> I didn't know that Btrfs needed more IO for metadata...
It might be butter, but it is not magic. :)
> But COW data fragmentation isn't just the reverse of a coin - I guess you
> could say that non-COW filesystem such as XFS also suffer "write
> fragmentation" (although I don't know how much of a real problem is).
What I described is more of an "overwrite fragmentation" problem which non-COW filesystems do not suffer from at all for data or metadata. They just overwrite in place so if the initial allocation is contiguous, it remains that way for the life of the file/metadata. Hence you don't get the same age based fragmentation and the related metadata explosion problems on non-COW filesystems.
> From this point of view, using COW or not for data may be mostly a matter
> of policy.

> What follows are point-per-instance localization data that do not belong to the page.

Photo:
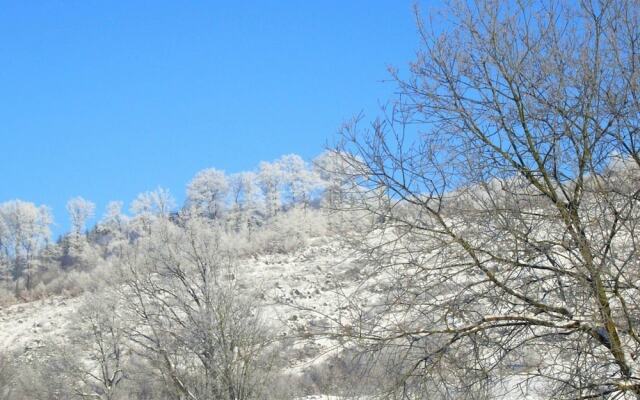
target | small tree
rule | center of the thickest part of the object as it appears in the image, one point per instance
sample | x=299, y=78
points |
x=25, y=230
x=207, y=192
x=80, y=210
x=189, y=320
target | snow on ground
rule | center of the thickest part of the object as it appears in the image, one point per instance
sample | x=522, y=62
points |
x=28, y=326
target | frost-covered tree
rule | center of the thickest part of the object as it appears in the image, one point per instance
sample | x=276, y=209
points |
x=498, y=217
x=148, y=206
x=207, y=191
x=300, y=181
x=270, y=181
x=25, y=231
x=80, y=210
x=244, y=197
x=113, y=217
x=188, y=316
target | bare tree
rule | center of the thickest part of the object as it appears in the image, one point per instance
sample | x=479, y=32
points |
x=504, y=189
x=96, y=357
x=25, y=231
x=80, y=210
x=188, y=318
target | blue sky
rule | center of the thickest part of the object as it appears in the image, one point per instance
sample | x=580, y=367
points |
x=106, y=99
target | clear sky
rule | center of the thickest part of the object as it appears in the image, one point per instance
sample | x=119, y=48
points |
x=106, y=99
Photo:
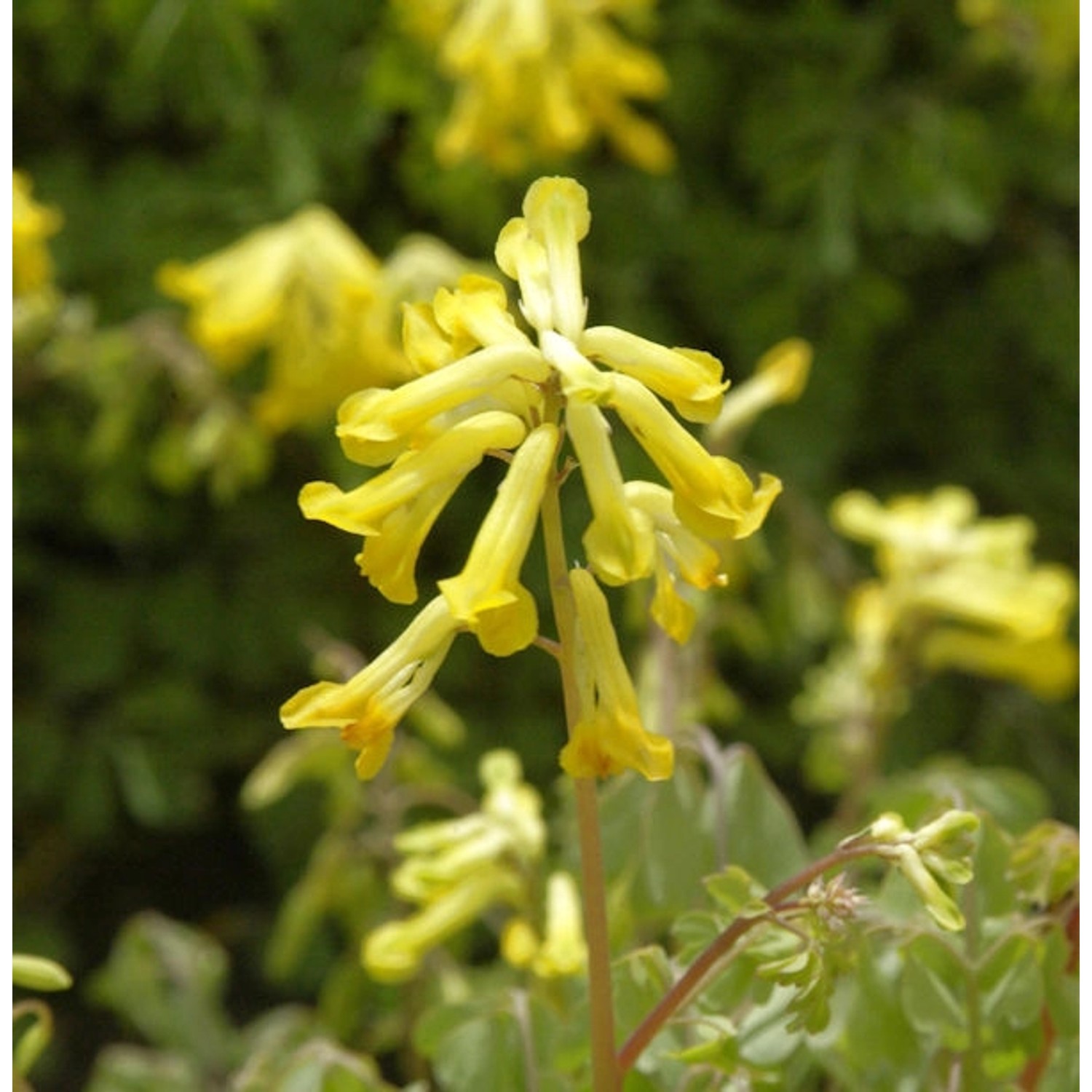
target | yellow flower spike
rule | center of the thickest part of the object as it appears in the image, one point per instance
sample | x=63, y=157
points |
x=451, y=456
x=780, y=376
x=917, y=533
x=689, y=379
x=609, y=737
x=618, y=541
x=557, y=216
x=395, y=951
x=713, y=495
x=476, y=314
x=369, y=705
x=32, y=269
x=377, y=425
x=487, y=596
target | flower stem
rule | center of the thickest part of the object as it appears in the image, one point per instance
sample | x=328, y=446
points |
x=605, y=1072
x=692, y=978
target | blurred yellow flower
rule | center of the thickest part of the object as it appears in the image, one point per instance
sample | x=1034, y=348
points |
x=32, y=224
x=310, y=295
x=561, y=949
x=965, y=587
x=537, y=79
x=454, y=869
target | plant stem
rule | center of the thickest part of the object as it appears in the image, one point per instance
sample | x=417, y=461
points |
x=692, y=978
x=605, y=1074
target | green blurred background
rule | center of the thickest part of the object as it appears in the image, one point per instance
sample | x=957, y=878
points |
x=891, y=181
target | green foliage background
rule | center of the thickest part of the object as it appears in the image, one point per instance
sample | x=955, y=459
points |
x=860, y=175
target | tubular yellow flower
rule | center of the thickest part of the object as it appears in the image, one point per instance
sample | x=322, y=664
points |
x=487, y=596
x=395, y=951
x=541, y=251
x=1048, y=666
x=32, y=269
x=454, y=869
x=451, y=456
x=376, y=425
x=618, y=541
x=541, y=78
x=679, y=553
x=713, y=496
x=369, y=705
x=689, y=379
x=780, y=376
x=476, y=314
x=309, y=292
x=609, y=736
x=561, y=951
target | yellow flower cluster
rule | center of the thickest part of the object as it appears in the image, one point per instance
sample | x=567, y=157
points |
x=32, y=224
x=485, y=387
x=317, y=301
x=454, y=869
x=965, y=587
x=542, y=78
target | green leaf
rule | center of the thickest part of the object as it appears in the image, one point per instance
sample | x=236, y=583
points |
x=167, y=981
x=751, y=820
x=1010, y=984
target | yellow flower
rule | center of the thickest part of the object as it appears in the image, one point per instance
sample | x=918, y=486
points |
x=967, y=587
x=780, y=376
x=32, y=269
x=369, y=705
x=541, y=78
x=312, y=295
x=458, y=869
x=618, y=541
x=713, y=495
x=483, y=386
x=375, y=425
x=609, y=737
x=689, y=379
x=681, y=554
x=487, y=596
x=561, y=950
x=451, y=454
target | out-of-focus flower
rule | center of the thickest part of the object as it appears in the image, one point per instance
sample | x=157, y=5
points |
x=314, y=298
x=1042, y=35
x=483, y=386
x=542, y=78
x=941, y=563
x=454, y=869
x=561, y=950
x=939, y=851
x=954, y=591
x=32, y=224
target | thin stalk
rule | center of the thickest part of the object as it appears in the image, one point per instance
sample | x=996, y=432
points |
x=605, y=1074
x=692, y=978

And since Btrfs can disable data COW not just for the entire
> filesystems, but for individual files/directories/subvolumes, it doesn't
> really seem a real problem - "if it hurts, don't do it". And the same
> applies for data checksums and the rest of data transformations.
Sure, you can use nodatacow on BTRFS, but then you are overwriting in place and BTRFS cannot do snapshots or any data transforms (even CRCs, IIRC) on such files. IOWs, you have a file that behaves exactly like it is on a traditional filesystem and you have none of the features or protections that made you want to use BTRFS in the first place. IOWs, you may as well use XFS to store nodatacow files because it will be faster and scale better. :P
Posted Jan 23, 2012 14:38 UTC (Mon) by masoncl (subscriber, #47138)
[Link]
Most of the metadata reads come from tracking the extents. All the backrefs we store for each extent get expensive in these workloads. We're definitely reducing this, starting with just using bigger btree blocks. Longer term if that doesn't resolve things we'll make a optimized extent record just for the metadata blocks.
I only partially agree on the crcs. The intel crc32c optimizations do make it possible for a reasonably large server to scale to really fast storage. But the part where we hand IO off to threads introduces enough latencies to notice in some benchmarks on fast SSDs.
Also, since we have to store the crc for each 4KB block, we do end up tracking much more metadata on the file with crcs on (this is a much bigger factor than the computation time).
With all of that said, there's no reason Btrfs with crcs off can't be as fast as XFS for huge files on huge arrays. Today though, xfs has decades of practice and infrastructure in those workloads.